The Malee Scholarship awards $6000 USD annually to a woman of color ages 16 and over. The deadline for the first application is April 15, 2020. We asked Chantra Malee Montoya-Pimolwatana, co-founder of Sharp Type and namesake of the scholarship, a few questions about how the idea started, the site’s beautiful branding, and the application process.
When did you realize the scholarship was necessary to help address the lack of representation of women of color in type design?
I grew up in a small New England town that was heavily rooted in the Anglo-American tradition and culture. I was part of a small percentage of people of color there, and I often felt isolated. I’ve taken that experience with me everywhere in my personal and professional life. When I first got into the type business, it was not much different than other industries I had worked in, primarily represented by a single demographic. But this time I was in a position to make a difference.
“Pay it forward” is mentioned on the site. What made you want to pay it forward with this scholarship?
This is a very important aspect of our philosophy at Malee. In my last year of high school, I was a recipient of a college fund by the Urban League of Rhode Island. The money was a great help, but what was most profound to me was the recognition and support, and vote of confidence in myself. That was a formative experience for me as I was entering a new stage of my life. Malee Scholarship is my form of paying it forward. So I ask those who are awarded by us to think of it when they are in the position to help and find their own way to give back.
What was the inspiration for the typefaces Malee and Malee Sans?

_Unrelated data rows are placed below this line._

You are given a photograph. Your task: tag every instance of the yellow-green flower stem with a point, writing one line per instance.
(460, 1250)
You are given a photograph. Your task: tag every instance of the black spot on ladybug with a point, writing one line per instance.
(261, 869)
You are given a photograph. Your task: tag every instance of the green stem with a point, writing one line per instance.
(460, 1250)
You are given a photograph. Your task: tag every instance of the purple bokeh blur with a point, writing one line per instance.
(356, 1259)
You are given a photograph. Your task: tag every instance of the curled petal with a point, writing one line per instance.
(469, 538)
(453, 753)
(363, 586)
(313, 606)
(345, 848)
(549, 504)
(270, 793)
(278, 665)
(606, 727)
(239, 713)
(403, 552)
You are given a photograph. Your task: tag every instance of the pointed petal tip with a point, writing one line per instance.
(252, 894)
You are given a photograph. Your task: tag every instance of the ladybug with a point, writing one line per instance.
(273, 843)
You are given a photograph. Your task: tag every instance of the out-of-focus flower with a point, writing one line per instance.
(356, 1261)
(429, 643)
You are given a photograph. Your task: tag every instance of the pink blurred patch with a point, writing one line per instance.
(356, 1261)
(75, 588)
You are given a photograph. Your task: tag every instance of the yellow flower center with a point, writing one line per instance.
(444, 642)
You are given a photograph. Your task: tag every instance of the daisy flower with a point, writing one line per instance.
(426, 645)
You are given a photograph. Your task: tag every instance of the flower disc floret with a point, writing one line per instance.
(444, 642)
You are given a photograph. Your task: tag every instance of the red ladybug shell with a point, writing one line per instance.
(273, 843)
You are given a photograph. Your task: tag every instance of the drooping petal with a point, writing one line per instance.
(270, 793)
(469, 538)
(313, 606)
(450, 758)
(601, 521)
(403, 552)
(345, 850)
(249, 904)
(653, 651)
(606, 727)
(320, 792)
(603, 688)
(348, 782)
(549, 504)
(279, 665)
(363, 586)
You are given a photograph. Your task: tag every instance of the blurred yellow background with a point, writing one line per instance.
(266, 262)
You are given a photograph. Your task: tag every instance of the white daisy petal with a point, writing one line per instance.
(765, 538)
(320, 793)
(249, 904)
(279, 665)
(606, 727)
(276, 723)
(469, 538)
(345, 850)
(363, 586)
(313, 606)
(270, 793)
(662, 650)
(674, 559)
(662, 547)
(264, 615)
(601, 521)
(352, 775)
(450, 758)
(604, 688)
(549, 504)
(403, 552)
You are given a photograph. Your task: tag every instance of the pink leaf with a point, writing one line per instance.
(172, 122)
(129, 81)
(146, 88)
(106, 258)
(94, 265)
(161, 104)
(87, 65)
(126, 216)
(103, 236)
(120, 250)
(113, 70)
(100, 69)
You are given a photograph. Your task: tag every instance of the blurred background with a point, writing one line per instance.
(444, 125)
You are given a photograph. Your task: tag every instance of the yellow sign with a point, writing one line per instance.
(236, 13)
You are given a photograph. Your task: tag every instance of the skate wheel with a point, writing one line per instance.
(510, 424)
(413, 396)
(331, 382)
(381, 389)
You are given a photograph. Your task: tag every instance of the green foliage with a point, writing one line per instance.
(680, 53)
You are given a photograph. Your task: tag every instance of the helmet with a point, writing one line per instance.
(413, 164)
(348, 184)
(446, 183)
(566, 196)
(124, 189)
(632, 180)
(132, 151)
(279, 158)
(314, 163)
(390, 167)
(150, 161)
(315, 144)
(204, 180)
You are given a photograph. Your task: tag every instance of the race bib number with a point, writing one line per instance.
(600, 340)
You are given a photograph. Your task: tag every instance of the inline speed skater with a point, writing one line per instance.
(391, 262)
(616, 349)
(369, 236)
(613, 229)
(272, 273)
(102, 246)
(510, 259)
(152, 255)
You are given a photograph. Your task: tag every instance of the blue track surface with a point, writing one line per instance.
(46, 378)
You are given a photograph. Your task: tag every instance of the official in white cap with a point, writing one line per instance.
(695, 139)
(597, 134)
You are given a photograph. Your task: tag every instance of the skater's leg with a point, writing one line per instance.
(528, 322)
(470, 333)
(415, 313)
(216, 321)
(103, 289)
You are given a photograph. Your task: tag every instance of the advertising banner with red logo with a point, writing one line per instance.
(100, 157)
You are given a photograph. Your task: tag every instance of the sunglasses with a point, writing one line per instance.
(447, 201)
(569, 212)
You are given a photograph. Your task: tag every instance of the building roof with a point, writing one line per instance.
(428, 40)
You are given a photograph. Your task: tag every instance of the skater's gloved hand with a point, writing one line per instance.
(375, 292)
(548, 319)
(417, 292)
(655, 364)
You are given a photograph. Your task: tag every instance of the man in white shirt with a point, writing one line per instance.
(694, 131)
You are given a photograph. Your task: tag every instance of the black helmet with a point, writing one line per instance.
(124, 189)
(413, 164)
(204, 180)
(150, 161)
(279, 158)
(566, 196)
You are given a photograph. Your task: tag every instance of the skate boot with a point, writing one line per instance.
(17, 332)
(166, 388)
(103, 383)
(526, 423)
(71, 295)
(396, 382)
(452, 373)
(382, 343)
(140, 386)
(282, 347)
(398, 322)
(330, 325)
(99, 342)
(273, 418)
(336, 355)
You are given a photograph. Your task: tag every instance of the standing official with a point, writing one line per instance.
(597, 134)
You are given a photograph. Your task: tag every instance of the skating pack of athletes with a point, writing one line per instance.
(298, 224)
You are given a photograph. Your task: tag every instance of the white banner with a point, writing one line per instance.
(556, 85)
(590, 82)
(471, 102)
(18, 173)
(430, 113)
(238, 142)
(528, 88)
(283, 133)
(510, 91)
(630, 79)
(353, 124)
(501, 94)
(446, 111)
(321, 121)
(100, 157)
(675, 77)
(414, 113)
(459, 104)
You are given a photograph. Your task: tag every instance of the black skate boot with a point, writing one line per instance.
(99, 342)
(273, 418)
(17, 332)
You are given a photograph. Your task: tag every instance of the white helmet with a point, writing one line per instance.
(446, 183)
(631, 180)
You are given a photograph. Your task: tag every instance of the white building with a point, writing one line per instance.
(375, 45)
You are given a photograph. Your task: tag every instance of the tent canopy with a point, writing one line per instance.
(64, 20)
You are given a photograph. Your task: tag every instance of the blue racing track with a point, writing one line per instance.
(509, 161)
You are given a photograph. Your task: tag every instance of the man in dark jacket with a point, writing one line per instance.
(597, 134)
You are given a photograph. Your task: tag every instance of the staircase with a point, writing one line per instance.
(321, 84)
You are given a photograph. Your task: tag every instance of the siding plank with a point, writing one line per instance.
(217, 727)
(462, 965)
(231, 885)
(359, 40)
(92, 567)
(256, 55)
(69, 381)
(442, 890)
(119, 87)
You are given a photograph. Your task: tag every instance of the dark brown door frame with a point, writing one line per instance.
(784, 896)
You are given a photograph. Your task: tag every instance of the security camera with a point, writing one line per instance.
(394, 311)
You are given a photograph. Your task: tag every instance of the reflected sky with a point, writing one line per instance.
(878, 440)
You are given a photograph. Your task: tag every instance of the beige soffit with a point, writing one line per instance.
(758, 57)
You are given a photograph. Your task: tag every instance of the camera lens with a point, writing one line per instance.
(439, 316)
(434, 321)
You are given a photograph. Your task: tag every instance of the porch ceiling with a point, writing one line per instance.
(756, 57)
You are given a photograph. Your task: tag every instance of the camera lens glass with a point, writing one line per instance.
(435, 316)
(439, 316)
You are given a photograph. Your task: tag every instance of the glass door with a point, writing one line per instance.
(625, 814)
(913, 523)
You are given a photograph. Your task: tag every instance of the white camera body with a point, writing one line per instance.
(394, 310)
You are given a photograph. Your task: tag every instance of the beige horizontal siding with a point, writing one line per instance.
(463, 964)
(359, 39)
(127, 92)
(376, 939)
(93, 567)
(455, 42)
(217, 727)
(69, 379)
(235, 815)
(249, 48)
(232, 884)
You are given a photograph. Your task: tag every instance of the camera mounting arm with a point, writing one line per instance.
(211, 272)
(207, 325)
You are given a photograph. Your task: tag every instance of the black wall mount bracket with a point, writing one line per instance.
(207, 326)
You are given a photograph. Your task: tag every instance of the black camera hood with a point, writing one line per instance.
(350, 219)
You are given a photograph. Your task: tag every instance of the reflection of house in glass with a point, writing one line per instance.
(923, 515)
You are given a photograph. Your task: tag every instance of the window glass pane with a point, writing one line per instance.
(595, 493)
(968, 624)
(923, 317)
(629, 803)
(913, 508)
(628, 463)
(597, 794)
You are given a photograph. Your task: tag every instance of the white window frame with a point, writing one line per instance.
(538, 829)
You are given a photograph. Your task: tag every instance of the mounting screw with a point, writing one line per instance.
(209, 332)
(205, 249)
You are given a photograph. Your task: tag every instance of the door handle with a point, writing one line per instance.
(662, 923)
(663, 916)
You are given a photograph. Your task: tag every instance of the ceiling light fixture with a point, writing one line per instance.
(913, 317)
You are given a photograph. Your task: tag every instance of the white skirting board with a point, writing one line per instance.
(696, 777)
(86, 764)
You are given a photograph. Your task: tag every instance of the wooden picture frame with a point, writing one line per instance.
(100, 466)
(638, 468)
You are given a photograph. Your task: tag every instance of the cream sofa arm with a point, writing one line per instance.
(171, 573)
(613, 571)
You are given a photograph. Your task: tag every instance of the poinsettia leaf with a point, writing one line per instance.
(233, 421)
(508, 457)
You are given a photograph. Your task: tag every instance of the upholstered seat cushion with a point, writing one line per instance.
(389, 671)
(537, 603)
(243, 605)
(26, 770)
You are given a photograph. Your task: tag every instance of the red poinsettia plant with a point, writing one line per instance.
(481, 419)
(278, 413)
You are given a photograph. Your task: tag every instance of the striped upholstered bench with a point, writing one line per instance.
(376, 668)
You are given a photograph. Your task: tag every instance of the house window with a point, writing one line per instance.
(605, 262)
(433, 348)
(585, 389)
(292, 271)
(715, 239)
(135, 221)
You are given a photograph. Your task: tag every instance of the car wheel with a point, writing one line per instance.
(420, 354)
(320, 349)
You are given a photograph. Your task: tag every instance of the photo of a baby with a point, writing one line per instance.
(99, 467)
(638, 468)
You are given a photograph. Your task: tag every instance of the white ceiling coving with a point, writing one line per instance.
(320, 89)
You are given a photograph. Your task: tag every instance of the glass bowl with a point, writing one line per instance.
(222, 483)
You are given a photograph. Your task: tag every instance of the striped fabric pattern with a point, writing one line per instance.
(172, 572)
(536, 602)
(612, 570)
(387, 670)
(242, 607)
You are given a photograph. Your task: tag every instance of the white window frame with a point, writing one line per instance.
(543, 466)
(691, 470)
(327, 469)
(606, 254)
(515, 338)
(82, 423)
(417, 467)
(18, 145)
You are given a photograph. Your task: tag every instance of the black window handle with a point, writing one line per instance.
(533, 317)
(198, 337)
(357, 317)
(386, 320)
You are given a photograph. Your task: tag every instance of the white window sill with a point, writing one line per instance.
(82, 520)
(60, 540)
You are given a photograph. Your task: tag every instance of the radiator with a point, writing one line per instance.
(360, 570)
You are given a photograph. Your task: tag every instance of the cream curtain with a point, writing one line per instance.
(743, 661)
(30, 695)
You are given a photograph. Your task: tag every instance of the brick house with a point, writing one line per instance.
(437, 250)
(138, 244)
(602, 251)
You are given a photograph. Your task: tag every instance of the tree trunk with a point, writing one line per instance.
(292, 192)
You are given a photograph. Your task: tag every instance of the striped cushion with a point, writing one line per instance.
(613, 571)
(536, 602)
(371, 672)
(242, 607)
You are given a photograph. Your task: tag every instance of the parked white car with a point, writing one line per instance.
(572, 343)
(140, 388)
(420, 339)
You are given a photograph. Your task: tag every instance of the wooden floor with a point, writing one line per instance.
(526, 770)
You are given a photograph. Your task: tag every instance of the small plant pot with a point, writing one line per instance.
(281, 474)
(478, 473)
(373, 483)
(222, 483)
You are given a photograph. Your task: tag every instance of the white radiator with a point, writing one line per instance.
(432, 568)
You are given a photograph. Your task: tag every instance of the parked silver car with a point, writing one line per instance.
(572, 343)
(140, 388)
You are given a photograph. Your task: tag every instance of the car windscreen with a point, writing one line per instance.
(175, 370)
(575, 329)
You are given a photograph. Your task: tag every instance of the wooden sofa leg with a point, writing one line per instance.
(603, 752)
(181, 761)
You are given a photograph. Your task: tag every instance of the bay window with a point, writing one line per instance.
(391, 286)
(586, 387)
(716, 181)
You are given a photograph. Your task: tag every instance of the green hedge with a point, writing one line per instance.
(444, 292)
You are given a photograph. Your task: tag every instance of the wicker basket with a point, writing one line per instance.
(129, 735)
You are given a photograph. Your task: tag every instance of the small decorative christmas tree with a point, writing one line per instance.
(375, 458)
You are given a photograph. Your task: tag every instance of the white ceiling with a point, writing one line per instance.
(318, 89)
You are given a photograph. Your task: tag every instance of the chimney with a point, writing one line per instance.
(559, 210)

Both custom typefaces originated from a single logotype drawn by Tien Min Liao. She is a talented designer, lettering artist, and type designer from Taiwan based in NYC. We were fortunate to meet her the previous year and decided to commission her to draw a custom logotype that felt classic and scholarly, much like Roman lettering on an academic diploma. We gave Liao some image references from our recent trip to Lyon, France, where they have one of the best stone carving museums in the world. She took it and developed a beautiful style for us, that would become the framework for a complete custom serif and sans typeface.
My-Lan Thuong is one of the most recent additions to Sharp Type, the type foundry I co-founded with Lucas Sharp. She is an incredible type designer and stone carver, so developing Malee came naturally to her. She took Liao’s work and created a full ASCII to use for the website and branding assets. When we were developing the website, we recognized the need for greater typographic contrast on the site. Our designers longingly wished for a complimentary sans, to which we replied, “We can do that!”. Malee Sans was then designed using the skeleton of the Serif.
Tell us a bit more about the design of the Malee Scholarship website? How did the branding and design develop? Was it a collaborative process?
The Malee Scholarship was a very fun project as we got to collaborate with incredible talent throughout the entire process. For branding and website design, we worked with What The Studio. We first came across their work after seeing their beautiful execution of a branding project for the Netherlands Theater Festival, which also uses Sharp Grotesk. Beyond design, we discovered we had much in common. Sara and Ekhiñe, are like Lucas and myself, partners in life and work. They are Spanish designers based in Amsterdam, and we met them in Madrid where we were based at the time. When Malee began to develop I thought of them straightaway. I gave What The a loose outline of what I was looking for, aesthetically and conceptually.They came back with one of the most thorough presentations I’d ever seen, and we selected a solid direction straight away.
The theme was education, so the website references classic paper folders, like the ones we used in school. This influenced the pastel color palette and system of tabs. What The proposed the idea of a “Women of Type” section to showcase existing typefaces designed by historic and contemporary female type designers from around the world. We reached out to some of our favorite designers in hopes that we could include their typeface, and we got an amazing response. The beauty of this section is that it will continue to grow with many other fonts by women, and with the work of our future applicants.
Can applicants ask for feedback on their application prior to applying?
We are not actively offering this right now, but we are willing to adapt to our applicant’s needs.For example, the original age limit was from 16–29. We had heard from several potential applicants asking if they could apply even if they were about to turn 30 or were a bit older. We then realized this was an arbitrary restriction, so we removed it entirely and opened it up to all ages 16 and up.